Re: Apostrophes, quotation marks, keyboards and typography

From: Kenneth Whistler (kenw@sybase.com)
Date: Mon Jul 19 1999 - 20:57:15 EDT


Markus,

>
> Hm, strange argument. Why should the apostrophe in "can't" not be a
> letter if "can't" is just a variant spelling of of "cannot"?

The apostrophe in English, or the elision in French are clearly not
letters of either orthography. They are both mechanisms for maintaining
visible morphological distinctions in the writing system, where
phonological reductions have eliminated sounds, in ways that even
these orthographies -- normally tolerant of "silent letters" -- could
not stomach. Thus, in English, "cant" != "can't", "its" != "it's",
and so on, and in French "lente" != "l'ente". In most cases these
are just orthographical conventions for keeping important grammatical
markings (negation, possession, articles) from "disappearing" into
the word, as an aid to reading. This helps keep English from starting
to look like Algonquian, by the way:

   ayshud@gon t@ð@stor bayw@n@klok.

   ("I should've gone to the store by one o'clock.")

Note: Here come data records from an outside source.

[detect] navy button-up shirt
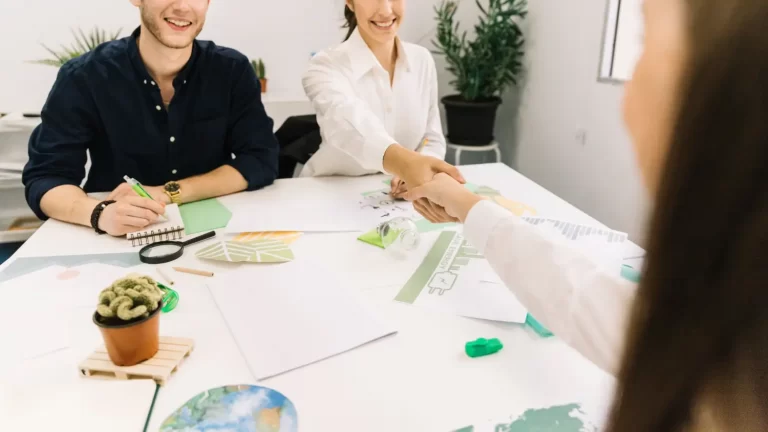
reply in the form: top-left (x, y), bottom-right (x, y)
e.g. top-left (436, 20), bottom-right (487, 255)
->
top-left (23, 27), bottom-right (279, 219)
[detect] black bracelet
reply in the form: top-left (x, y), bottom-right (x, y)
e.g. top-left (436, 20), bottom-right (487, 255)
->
top-left (90, 200), bottom-right (116, 235)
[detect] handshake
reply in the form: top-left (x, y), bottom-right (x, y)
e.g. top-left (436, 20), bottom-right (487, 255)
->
top-left (383, 145), bottom-right (484, 224)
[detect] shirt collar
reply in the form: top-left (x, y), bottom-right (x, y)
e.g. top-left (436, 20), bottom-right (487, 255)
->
top-left (343, 27), bottom-right (412, 79)
top-left (127, 26), bottom-right (200, 87)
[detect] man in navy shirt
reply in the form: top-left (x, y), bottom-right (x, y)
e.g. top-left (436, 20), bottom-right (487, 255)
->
top-left (22, 0), bottom-right (279, 236)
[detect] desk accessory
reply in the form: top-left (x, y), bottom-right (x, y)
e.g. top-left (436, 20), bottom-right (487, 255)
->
top-left (172, 266), bottom-right (214, 277)
top-left (138, 230), bottom-right (216, 264)
top-left (127, 203), bottom-right (185, 247)
top-left (79, 336), bottom-right (194, 385)
top-left (465, 338), bottom-right (504, 358)
top-left (93, 274), bottom-right (165, 366)
top-left (158, 282), bottom-right (179, 313)
top-left (123, 175), bottom-right (168, 221)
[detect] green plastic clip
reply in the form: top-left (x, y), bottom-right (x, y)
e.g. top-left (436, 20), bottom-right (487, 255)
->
top-left (158, 283), bottom-right (179, 313)
top-left (465, 338), bottom-right (504, 358)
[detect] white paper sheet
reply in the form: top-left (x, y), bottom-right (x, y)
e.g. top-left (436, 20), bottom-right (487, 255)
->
top-left (208, 262), bottom-right (398, 379)
top-left (451, 259), bottom-right (528, 323)
top-left (522, 217), bottom-right (628, 274)
top-left (225, 198), bottom-right (371, 233)
top-left (0, 379), bottom-right (156, 432)
top-left (0, 264), bottom-right (146, 365)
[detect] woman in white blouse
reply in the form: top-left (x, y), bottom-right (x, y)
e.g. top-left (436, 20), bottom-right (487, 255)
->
top-left (302, 0), bottom-right (455, 202)
top-left (407, 0), bottom-right (768, 430)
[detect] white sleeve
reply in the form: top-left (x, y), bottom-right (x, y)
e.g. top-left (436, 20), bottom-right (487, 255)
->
top-left (463, 200), bottom-right (637, 375)
top-left (419, 55), bottom-right (447, 160)
top-left (302, 52), bottom-right (397, 173)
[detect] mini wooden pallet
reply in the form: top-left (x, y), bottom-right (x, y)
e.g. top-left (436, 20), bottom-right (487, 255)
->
top-left (78, 336), bottom-right (194, 386)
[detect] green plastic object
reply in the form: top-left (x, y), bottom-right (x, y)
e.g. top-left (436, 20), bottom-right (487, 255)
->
top-left (525, 314), bottom-right (554, 338)
top-left (465, 338), bottom-right (504, 358)
top-left (158, 283), bottom-right (179, 313)
top-left (621, 264), bottom-right (641, 283)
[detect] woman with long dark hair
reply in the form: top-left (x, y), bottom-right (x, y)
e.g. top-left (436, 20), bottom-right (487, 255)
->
top-left (405, 0), bottom-right (768, 430)
top-left (301, 1), bottom-right (459, 216)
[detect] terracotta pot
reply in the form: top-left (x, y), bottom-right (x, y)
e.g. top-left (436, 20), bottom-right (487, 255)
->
top-left (93, 302), bottom-right (161, 366)
top-left (259, 78), bottom-right (268, 93)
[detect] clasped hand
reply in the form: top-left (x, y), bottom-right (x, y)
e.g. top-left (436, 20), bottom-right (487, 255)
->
top-left (390, 153), bottom-right (469, 224)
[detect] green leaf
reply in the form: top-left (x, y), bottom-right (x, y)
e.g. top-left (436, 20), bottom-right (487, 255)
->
top-left (196, 239), bottom-right (294, 263)
top-left (31, 26), bottom-right (122, 68)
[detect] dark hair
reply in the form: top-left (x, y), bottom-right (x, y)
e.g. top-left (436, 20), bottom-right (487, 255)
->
top-left (343, 4), bottom-right (357, 41)
top-left (607, 1), bottom-right (768, 431)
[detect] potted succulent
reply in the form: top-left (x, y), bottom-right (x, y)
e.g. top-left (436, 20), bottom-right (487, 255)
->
top-left (433, 0), bottom-right (527, 146)
top-left (251, 58), bottom-right (267, 93)
top-left (93, 274), bottom-right (164, 366)
top-left (32, 27), bottom-right (122, 67)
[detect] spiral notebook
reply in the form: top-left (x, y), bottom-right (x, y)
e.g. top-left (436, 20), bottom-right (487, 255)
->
top-left (126, 204), bottom-right (185, 247)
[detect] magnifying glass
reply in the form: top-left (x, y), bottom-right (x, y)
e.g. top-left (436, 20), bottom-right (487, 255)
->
top-left (139, 231), bottom-right (217, 264)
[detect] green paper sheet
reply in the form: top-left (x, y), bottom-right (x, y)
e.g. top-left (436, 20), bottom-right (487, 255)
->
top-left (179, 198), bottom-right (232, 235)
top-left (358, 229), bottom-right (385, 249)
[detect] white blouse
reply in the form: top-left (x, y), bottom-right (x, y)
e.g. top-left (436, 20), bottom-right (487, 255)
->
top-left (300, 28), bottom-right (446, 177)
top-left (463, 200), bottom-right (638, 375)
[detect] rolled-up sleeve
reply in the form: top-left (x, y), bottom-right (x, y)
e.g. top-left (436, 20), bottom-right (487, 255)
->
top-left (302, 52), bottom-right (396, 173)
top-left (225, 59), bottom-right (279, 190)
top-left (22, 64), bottom-right (93, 220)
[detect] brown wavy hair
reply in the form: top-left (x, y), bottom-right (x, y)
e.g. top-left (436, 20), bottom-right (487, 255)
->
top-left (606, 1), bottom-right (768, 431)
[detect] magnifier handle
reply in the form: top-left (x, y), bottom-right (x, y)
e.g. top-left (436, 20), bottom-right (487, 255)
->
top-left (182, 230), bottom-right (216, 246)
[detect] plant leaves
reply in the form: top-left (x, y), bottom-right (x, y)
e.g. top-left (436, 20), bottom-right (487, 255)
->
top-left (31, 26), bottom-right (121, 67)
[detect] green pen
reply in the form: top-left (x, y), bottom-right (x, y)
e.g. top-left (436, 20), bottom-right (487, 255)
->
top-left (123, 175), bottom-right (168, 221)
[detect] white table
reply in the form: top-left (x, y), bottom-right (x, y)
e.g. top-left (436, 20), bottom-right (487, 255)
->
top-left (0, 163), bottom-right (643, 431)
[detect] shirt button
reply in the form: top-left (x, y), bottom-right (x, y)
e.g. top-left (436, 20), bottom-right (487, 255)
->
top-left (170, 136), bottom-right (176, 143)
top-left (151, 81), bottom-right (156, 86)
top-left (183, 80), bottom-right (187, 84)
top-left (156, 105), bottom-right (162, 111)
top-left (172, 169), bottom-right (178, 175)
top-left (143, 80), bottom-right (147, 84)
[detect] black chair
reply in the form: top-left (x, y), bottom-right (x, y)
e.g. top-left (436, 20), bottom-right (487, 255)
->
top-left (275, 115), bottom-right (322, 179)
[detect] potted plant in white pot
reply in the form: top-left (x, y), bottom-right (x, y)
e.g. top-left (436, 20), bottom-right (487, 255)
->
top-left (433, 0), bottom-right (527, 146)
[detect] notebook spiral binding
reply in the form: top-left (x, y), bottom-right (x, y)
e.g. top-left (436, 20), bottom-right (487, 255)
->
top-left (128, 226), bottom-right (184, 247)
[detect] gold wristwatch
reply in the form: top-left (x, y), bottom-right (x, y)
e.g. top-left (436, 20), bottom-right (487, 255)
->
top-left (164, 181), bottom-right (182, 205)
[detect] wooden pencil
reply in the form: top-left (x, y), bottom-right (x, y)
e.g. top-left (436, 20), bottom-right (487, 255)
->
top-left (172, 266), bottom-right (214, 277)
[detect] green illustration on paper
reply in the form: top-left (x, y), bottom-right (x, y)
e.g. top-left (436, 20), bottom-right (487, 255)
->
top-left (395, 231), bottom-right (483, 303)
top-left (451, 403), bottom-right (599, 431)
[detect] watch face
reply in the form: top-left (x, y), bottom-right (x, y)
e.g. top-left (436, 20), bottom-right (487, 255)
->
top-left (165, 182), bottom-right (180, 193)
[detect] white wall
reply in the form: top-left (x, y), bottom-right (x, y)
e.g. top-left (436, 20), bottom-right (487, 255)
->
top-left (0, 0), bottom-right (347, 113)
top-left (503, 0), bottom-right (650, 243)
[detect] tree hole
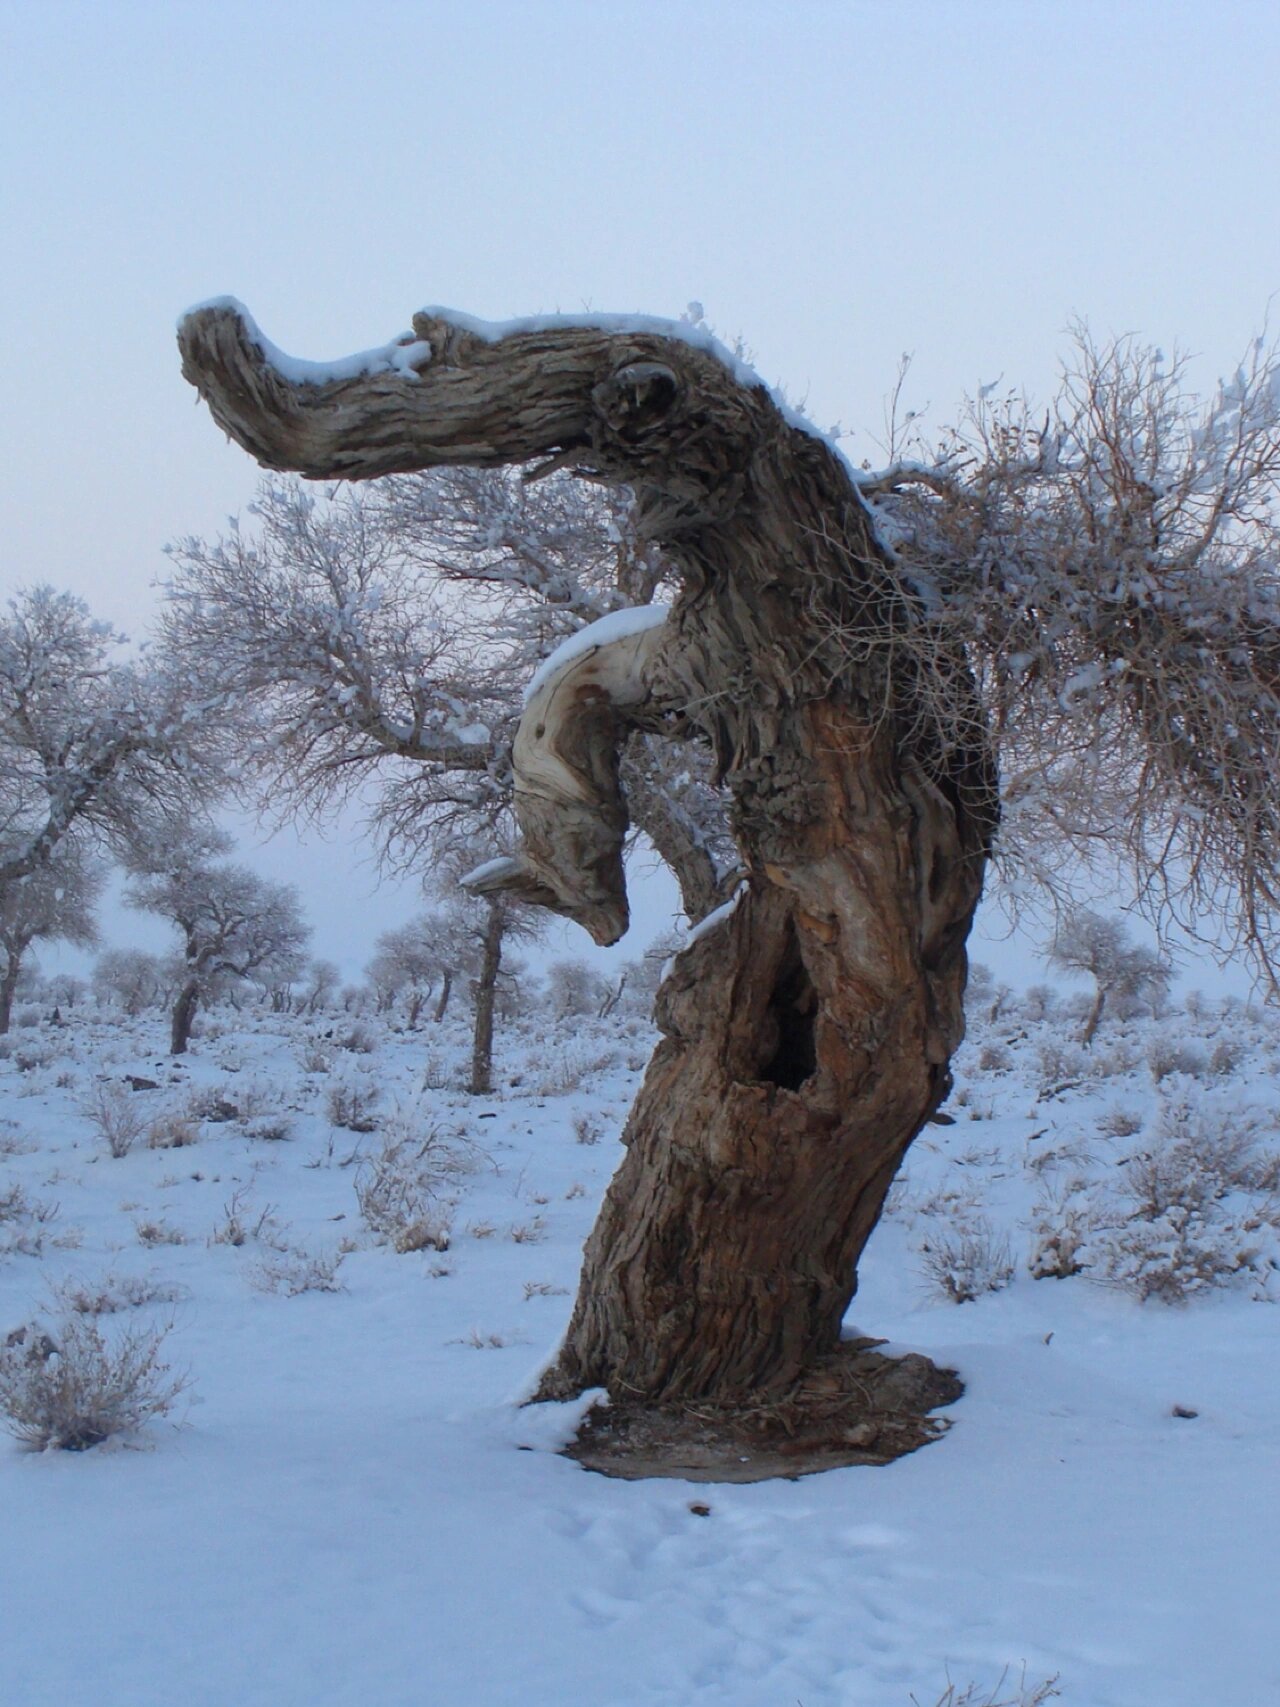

But in any case, this apostrophe is not a letter. It traditionally has
been treated as punctuation, though of an unusual sort. And for
computer implementations, the ASCII heritage (itself derived from the
typewriter heritage) means that it is also hopelessly confused with
the single quotation mark (of either direction or neither). On the
other hand, apostrophes and liaison in English or French typically
should not mark word boundaries for word selection. That means that
any "punctuation" apostrophe should get special treatment when a process
is looking for word boundaries. (They typically don't get handled
correctly for selection by simple processes that depend on character
properties alone. Even Word 97, which correctly selects across an apostrophe,
incorrectly picks up a trailing right single quote, while correctly not
picking up a trailing right double quote on a word selection. Perhaps
Word 2000 finally got this one right.)

But there are clearly orthographies where a mark that looks like an
apostrophe functions as a letter of the orthography. It is a carrier
of a unit of the phonology, fitting in the system of letters, and is
not some type of punctuation. Similarly for the reversed form seen
in Hawaiian, for example, confusable in form with the left single
quotation mark. As such, these letters do not have the same properties
as either an apostrophe or a quotation mark; they are letters and not
punctuation.

0027;APOSTROPHE;Po;0;ON;;;;;N;APOSTROPHE-QUOTE;;;;
                ^
2019;RIGHT SINGLE QUOTATION MARK;Pf;0;ON;;;;;N;SINGLE COMMA QUOTATION MARK;;;;
                                 ^
02BC;MODIFIER LETTER APOSTROPHE;Lm;0;L;;;;;N;;;;;
                                ^

> I get a bit
> the suspicion that the original rationale behind MODIFIER LETTER
> APOSTROPHE might be a load of nonsense (similar to the "rationale" for
> the many digraphs in Latin B), but I am looking forward to first read
> the essay that Michael Everson has announced on the topic before I form
> an opinion. Probably someone made this distinction between punctuation
> and letter apostrophe just up.

The distinctions were there. The fact that all three functions, of
quotation mark, of apostrophe/elision, and of letter, got typed with
the same typewriter key (usually Shift-8, before the keyboards were
expanded for electric typewriters), which imprinted a glyph that was
non-directional, so the same key could be used for either side of a
quotation, is beside the point. Remember, on the early typewriters the
"l" key doubled for a "1" and the "O" key doubled for a "0" as well--
a practice that carried over into people's typing habits on electric
typewriters and even computers long after the key (and character code)
distinctions had been clearly made.

Character encodings prior to Unicode (the Mac was the early example)
made the distinction between the directionless quote 0x27 and the
right quotation mark. But even now on Windows systems it is not that
easy to enter the right quotation mark that is present in all the
code pages. So we still have massive confusion in the data.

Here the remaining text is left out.